Did you even bother to read the second link? Here's an excerpt:
Eventually, Babbitt would post more than 8,600 tweets, offering a vivid account of her fall into a world of theories and illusion of conspiracy, but her first message was addressed to Trump, the man she thought was destined to rescue her country."#love," she posted Oct. 31, 2016, a picture of three signs nailed to a tree next to his name and above: "Make America Great Again," "H FOR PRISON" and "CHRISTIAN DEPLORABLES LIVE HERE."
A week later, on Election Day, she wrote again to Trump, "We're saving America today from tyranny, collusion, and corruption." Babbitt cried when he won.
She was an avid Fox News fan, praising Tucker Carlson on the network and other far-right media figures as she derided their liberal aims. A registered Libertarian, she didn't always hate the Democrats, announcing that she had voted for Obama at least three times in recent years.
"She wrote in November 2018, "I think Obama did nice things... I think he jacked some s——up," but I think he did a lot of good... at a time when we needed him."
But she had determined that Trump was the man we wanted now and for years to come, and her loyalty only grew as she became more consumed with baseless online propaganda, all while her professional life collapsed.
On July 1, 2019, because she had evidently failed to repay a loan, a judge imposed a $71,000 judgment against her pool company. Babbitt had proposed the day before to launch a GoFundMe to pay for Trump's Mount Rushmore extension, and the day after, she lodged an angry tirade at the U.S. Sen. Ocasio Alexandria-Cortez (D-N.Y.).

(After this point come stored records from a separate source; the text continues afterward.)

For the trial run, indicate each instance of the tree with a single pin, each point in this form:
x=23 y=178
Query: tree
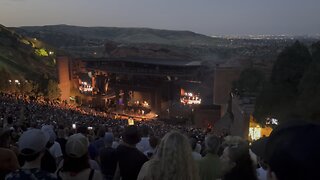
x=308 y=101
x=4 y=80
x=279 y=96
x=53 y=91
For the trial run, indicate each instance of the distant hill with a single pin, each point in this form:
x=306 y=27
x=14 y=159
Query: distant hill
x=77 y=35
x=23 y=57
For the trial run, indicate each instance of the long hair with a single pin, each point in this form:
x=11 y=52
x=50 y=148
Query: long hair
x=175 y=158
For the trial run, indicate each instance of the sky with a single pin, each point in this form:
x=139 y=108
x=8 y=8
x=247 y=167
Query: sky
x=210 y=17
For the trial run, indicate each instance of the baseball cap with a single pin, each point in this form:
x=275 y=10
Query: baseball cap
x=131 y=135
x=291 y=150
x=77 y=145
x=34 y=140
x=49 y=130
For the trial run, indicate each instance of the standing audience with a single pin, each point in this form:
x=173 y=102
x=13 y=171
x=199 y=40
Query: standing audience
x=76 y=163
x=173 y=160
x=32 y=145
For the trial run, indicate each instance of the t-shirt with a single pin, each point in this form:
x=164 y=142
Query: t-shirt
x=48 y=163
x=144 y=144
x=108 y=161
x=55 y=150
x=62 y=142
x=30 y=174
x=83 y=175
x=8 y=162
x=130 y=161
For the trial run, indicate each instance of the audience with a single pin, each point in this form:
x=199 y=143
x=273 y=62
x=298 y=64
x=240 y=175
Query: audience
x=210 y=166
x=76 y=163
x=32 y=144
x=108 y=157
x=130 y=159
x=173 y=160
x=28 y=140
x=237 y=161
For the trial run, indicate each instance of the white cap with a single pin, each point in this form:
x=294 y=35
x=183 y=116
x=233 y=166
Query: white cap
x=33 y=139
x=77 y=145
x=48 y=129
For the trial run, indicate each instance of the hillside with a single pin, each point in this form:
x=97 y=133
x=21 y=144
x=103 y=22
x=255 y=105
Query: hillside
x=95 y=35
x=25 y=58
x=166 y=44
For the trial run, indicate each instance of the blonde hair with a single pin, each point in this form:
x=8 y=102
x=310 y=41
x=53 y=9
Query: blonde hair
x=175 y=158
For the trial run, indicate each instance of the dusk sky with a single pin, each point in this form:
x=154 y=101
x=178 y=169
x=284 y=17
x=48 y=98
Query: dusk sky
x=210 y=17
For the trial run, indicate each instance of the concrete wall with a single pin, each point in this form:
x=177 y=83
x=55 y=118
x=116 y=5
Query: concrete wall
x=64 y=77
x=206 y=117
x=240 y=125
x=223 y=78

"You're losing it," wrote Babbitt, "seriously."
She spread far-right lies about the kidnapping of children by Hillary Clinton and portrayed the left as modern-day enslavers. For the first time, early last year, she appeared to use the QAnon hashtag, parroting the enigmatic jargon advocated by her most ardent supporters.
The best," she wrote on Feb. 24, "is yet to come.

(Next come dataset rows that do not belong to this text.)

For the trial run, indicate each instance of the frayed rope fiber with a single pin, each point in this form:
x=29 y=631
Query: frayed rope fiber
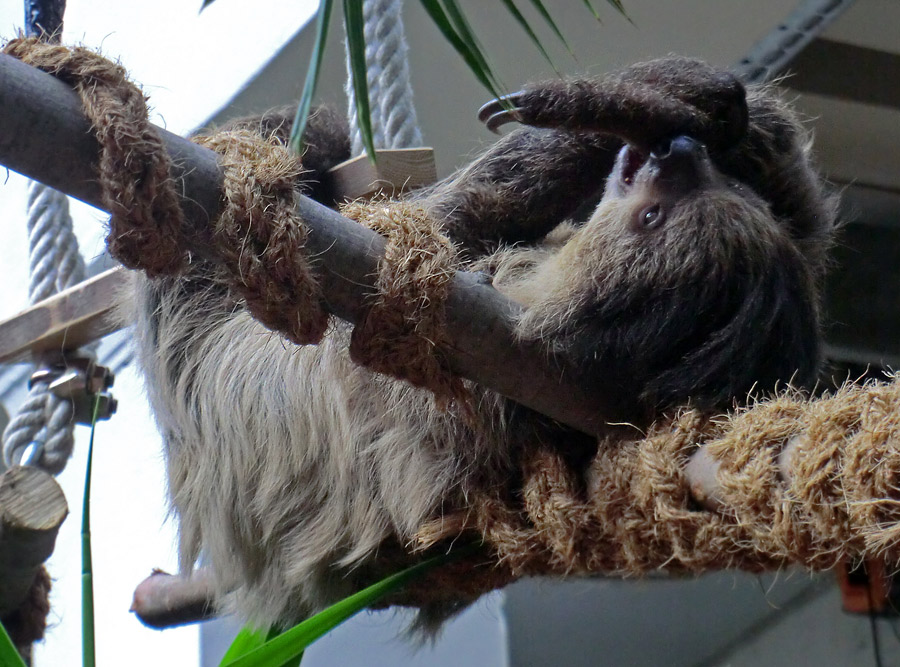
x=403 y=332
x=631 y=510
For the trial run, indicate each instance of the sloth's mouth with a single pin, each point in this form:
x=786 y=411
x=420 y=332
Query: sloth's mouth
x=632 y=160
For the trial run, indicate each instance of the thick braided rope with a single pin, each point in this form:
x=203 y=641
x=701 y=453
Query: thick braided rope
x=403 y=332
x=393 y=114
x=145 y=216
x=259 y=237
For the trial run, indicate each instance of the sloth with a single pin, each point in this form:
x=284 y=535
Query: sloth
x=694 y=279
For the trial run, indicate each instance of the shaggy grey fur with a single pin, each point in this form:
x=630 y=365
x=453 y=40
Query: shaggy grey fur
x=695 y=279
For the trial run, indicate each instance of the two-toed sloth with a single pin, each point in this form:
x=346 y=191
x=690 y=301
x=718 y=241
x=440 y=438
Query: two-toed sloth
x=695 y=280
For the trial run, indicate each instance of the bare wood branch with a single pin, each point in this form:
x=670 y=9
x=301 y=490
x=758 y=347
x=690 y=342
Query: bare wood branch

It will come to light what is dark! "A month later, she said.
We have to #SaveTheChildren," she requested in one post, using a humanitarian hashtag hijacked by conspiracy theorists to encourage their claim that a secret elite group runs a pedophilia ring."

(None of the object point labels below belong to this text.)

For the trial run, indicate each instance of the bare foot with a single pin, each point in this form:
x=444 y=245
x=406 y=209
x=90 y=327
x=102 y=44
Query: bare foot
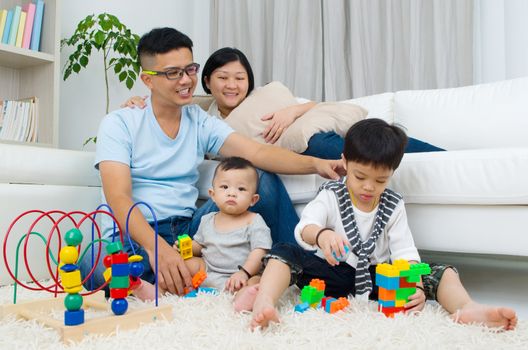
x=146 y=291
x=264 y=312
x=245 y=298
x=495 y=317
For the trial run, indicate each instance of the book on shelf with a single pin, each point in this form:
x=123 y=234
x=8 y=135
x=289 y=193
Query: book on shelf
x=19 y=120
x=7 y=27
x=20 y=30
x=14 y=25
x=37 y=25
x=29 y=8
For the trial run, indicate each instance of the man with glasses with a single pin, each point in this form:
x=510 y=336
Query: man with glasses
x=152 y=155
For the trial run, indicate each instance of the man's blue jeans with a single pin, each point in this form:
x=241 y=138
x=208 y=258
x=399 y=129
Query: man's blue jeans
x=274 y=206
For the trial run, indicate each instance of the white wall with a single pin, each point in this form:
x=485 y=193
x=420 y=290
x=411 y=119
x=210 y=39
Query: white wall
x=82 y=96
x=501 y=40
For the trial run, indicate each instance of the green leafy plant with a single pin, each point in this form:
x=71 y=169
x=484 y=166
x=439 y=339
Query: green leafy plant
x=105 y=33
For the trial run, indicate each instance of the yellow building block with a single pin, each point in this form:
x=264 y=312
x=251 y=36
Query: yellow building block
x=387 y=270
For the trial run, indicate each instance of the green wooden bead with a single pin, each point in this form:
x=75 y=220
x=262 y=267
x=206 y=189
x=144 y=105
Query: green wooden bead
x=73 y=302
x=73 y=237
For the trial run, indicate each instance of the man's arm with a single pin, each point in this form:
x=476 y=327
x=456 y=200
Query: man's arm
x=117 y=187
x=279 y=160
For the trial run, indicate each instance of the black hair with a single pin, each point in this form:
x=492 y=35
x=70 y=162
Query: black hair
x=230 y=163
x=375 y=142
x=220 y=58
x=162 y=40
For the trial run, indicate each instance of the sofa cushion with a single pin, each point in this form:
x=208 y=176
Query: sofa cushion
x=324 y=117
x=482 y=177
x=479 y=116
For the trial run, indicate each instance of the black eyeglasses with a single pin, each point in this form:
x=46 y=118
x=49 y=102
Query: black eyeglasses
x=177 y=73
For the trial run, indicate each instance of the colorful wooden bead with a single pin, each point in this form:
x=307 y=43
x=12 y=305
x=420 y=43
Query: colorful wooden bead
x=136 y=269
x=73 y=237
x=69 y=255
x=73 y=302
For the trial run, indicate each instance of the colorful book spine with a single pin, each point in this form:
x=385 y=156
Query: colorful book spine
x=3 y=18
x=7 y=28
x=20 y=30
x=14 y=25
x=37 y=25
x=30 y=10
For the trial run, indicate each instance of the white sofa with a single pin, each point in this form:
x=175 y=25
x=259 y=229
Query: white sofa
x=471 y=199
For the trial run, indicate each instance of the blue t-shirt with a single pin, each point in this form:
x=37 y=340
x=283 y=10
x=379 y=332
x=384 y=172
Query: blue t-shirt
x=164 y=171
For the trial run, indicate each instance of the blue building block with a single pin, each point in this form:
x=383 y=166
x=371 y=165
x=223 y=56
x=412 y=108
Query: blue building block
x=73 y=318
x=301 y=307
x=390 y=283
x=120 y=270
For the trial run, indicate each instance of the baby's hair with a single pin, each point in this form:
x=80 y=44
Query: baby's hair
x=237 y=163
x=375 y=142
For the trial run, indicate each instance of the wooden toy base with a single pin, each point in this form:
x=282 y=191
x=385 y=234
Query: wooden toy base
x=32 y=310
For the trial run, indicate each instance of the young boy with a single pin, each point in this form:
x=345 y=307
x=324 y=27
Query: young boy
x=232 y=241
x=359 y=212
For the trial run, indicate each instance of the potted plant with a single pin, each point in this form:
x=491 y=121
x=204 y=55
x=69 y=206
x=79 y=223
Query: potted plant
x=105 y=33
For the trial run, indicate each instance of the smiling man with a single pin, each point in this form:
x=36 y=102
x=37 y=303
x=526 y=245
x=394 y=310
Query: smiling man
x=152 y=155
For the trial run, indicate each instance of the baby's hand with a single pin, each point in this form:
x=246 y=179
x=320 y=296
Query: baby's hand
x=333 y=246
x=236 y=281
x=416 y=301
x=176 y=247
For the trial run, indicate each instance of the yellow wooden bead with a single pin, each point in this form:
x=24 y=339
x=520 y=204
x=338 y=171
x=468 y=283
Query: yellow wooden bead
x=135 y=258
x=69 y=255
x=70 y=279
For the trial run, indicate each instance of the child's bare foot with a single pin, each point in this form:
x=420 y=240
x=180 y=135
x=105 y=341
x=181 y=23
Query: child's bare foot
x=264 y=312
x=146 y=291
x=245 y=298
x=495 y=317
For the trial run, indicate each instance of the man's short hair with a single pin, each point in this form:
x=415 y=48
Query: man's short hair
x=161 y=40
x=374 y=141
x=230 y=163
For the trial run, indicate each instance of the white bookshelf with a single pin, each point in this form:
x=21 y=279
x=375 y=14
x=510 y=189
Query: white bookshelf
x=26 y=73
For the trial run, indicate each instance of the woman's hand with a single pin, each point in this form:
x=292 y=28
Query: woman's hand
x=416 y=301
x=135 y=101
x=279 y=122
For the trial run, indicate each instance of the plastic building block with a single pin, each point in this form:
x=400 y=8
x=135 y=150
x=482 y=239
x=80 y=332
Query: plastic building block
x=185 y=246
x=120 y=270
x=73 y=318
x=301 y=307
x=119 y=306
x=208 y=290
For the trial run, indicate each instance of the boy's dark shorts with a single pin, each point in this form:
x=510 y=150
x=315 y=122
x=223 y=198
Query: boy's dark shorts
x=339 y=279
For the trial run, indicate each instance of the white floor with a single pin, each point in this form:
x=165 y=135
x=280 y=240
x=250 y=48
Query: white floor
x=494 y=280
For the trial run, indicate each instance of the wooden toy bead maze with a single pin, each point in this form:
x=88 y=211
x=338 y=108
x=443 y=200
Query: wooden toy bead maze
x=122 y=274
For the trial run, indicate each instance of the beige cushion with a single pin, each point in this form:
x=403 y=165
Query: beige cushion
x=326 y=116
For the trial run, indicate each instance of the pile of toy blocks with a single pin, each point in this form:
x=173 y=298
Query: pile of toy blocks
x=313 y=296
x=396 y=283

Witthoeft, her brother, had little understanding of his sister's side of things, he said. As millions of people do now, he knew that she was an emotional woman intensely committed to Trump, but she didn't press Witthoeft's politics, preferring to talk to her about sailing, hockey or comedy.
That's a pretty effin' cunning plot to plant all of those tweets YEARS before the Capitol building was breached.
Where’s the proof of her social media comments other than fake news sources?